The United States has had some “voluntary” filtering of images being uploaded to the Internet in place for nearly two years, without any official reservations being expressed – or any statistics being produced. The European Commission, as shown by its enthusiastic support for the measure in discussions surrounding the “CEO Coalition” also appears to be a strong believer in the strategy. This has also been proposed in the context of the “Clean IT” project.

The support from the European Commission of this “best practice” is interesting for a number of reasons. To the best of our knowledge, it has never asked for any independent testing of the technology being used in the United States (Microsoft’s PhotoDNA, which is also being pushed in the EU). When and if the technology is rolled out in Europe, it is intended that the number of images being filtered will be significantly larger. Despite this, there are no plans that we are aware of to test the robustness of the technology to deal with this environment.

Also, as far as we can tell, the Commission has never asked for feedback from the United States regarding the effect of PhotoDNA on investigations. For example, how frequently does it happen in the United States that law enforcement authorities launch an investigation after an image has been blocked on the grounds that it is not alone criminal but one of the “worst of the worst” images ever identified by law enforcement authorities? We are informally led to believe that the figure is less than one in five cases, although this has not been confirmed.

Another very obvious question that has not been answered is the extent to which the software could be abused by criminals. How extensively has the software been tested in order to ensure that it cannot be “hacked” or misused, to the detriment of the very children that it is meant to be protecting? Not at all, as far as we have been able to tell in our discussions with the various parties involved.

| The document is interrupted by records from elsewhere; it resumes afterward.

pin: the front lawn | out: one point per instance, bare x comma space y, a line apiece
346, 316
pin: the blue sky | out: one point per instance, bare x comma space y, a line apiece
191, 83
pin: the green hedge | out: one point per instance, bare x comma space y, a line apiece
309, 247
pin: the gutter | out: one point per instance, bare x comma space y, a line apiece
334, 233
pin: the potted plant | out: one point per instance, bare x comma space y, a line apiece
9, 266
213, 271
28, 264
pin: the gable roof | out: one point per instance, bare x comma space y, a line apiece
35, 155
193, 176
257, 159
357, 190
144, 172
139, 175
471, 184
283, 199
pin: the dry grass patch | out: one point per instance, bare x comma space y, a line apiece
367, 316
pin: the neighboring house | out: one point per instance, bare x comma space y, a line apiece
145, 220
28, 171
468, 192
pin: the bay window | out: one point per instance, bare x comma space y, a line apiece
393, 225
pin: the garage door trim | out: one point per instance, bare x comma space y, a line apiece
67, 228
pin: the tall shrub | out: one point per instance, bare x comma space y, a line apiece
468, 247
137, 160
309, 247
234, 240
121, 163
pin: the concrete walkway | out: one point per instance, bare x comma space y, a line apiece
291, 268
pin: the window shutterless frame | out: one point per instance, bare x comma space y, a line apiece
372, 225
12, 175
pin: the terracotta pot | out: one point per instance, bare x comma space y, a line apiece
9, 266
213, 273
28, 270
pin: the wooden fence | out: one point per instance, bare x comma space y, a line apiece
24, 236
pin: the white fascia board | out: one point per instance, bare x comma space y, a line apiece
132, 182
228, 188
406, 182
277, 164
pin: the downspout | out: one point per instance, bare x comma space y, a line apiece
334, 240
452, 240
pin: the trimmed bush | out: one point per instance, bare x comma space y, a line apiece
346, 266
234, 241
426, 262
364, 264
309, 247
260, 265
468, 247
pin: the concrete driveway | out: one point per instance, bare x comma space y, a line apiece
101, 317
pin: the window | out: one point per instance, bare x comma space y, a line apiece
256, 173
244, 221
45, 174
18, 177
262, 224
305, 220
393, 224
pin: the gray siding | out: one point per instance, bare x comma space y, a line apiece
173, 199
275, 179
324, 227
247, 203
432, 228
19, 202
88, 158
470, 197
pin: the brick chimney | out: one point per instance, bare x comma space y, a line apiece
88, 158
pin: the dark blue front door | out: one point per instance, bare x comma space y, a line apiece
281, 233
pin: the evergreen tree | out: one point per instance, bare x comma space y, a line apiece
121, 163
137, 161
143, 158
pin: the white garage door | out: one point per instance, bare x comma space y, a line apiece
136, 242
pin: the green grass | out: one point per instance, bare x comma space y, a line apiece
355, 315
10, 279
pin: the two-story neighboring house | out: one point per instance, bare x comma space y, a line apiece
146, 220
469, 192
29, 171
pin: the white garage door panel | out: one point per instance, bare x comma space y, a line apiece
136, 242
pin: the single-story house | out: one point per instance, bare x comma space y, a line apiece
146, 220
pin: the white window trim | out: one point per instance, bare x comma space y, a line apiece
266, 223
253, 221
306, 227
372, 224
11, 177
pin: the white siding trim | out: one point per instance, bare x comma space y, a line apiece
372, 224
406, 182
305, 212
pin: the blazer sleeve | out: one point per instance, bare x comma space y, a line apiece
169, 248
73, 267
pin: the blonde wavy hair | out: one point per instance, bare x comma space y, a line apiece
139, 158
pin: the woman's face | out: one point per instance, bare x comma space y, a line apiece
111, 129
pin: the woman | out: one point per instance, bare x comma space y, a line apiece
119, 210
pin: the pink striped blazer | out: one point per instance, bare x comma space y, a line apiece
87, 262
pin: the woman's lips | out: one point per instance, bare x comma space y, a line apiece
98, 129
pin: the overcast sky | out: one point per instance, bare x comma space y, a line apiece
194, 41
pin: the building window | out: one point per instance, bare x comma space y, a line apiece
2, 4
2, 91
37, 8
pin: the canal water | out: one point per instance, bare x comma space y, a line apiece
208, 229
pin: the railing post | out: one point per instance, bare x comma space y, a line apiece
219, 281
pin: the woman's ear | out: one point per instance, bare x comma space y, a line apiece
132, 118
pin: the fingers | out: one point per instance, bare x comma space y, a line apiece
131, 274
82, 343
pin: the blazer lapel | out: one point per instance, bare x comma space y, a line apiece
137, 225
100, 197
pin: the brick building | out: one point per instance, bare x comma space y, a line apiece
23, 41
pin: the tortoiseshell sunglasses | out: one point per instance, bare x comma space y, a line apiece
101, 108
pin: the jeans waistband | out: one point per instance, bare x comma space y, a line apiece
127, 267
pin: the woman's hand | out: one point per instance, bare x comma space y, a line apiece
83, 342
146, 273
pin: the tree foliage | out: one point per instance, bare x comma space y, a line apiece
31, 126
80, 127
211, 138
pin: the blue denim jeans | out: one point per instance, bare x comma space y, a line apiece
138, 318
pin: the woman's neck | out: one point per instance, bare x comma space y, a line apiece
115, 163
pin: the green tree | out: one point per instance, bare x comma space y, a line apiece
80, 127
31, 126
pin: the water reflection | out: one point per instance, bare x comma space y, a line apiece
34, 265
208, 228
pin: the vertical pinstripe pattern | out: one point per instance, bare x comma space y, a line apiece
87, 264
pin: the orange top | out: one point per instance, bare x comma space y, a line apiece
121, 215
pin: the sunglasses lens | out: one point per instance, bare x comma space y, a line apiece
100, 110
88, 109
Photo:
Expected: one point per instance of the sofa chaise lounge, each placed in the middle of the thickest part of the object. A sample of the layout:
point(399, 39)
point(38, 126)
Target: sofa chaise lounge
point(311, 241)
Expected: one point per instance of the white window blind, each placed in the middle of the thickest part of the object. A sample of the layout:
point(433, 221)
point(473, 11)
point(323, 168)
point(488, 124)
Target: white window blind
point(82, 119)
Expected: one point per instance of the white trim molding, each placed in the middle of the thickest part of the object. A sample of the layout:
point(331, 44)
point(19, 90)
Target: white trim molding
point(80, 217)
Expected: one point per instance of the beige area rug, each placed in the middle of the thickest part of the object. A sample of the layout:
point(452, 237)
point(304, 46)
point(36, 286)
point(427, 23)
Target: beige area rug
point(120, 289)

What about the re-purposing of the software for other uses? If we imagine that the software works perfectly, if we believe that it cannot be misused to the detriment of the children it is supposed to protect, if we believe that this will not be yet another excuse to let technology deal with the symptoms of a crime rather than law enforcement deal with the real crime… and it is therefore a valid, proportionate tool. What do the Commission and the United States think about “mission creep”? In other words, are they prepared to say that they believe that it would be entirely wrong to push upload filtering for less serious enforcement issues, such as copyright? We don’t know. On a related note, we also don’t know what the Commission or the United States feel about Microsoft using filtering to implement its entirely incomprehensible terms of service in order to block or remove content that is entirely legal – as highlighted in our EDRigram of 4 July.

What detailed analysis of current trends and practices has led the European Commission to focus on this particular approach? According to responses provided to two parliamentary questions (question 7751/2011 and 8898/2012), despite the “Safer Internet Programme” being in operation for about ten years, the Commission has not taken the time to gather statistics at all.

Still, we need not worry, because now the European Commission has outsourced much of the actual policy development to the recently formed “CEO Coalition”, where the working group of labelling of content is led by Silvio Berlusconi’s Mediaset, while the working group on “age appropriate privacy settings” is chaired by…. Facebook! Monday’s session on “messages from industry leadership” is therefore likely to be very informative.

That, in a nutshell is the “best practice” that the EU and US will be discussing at the “summit”. And who could object to “best practice” in relation to child protection online?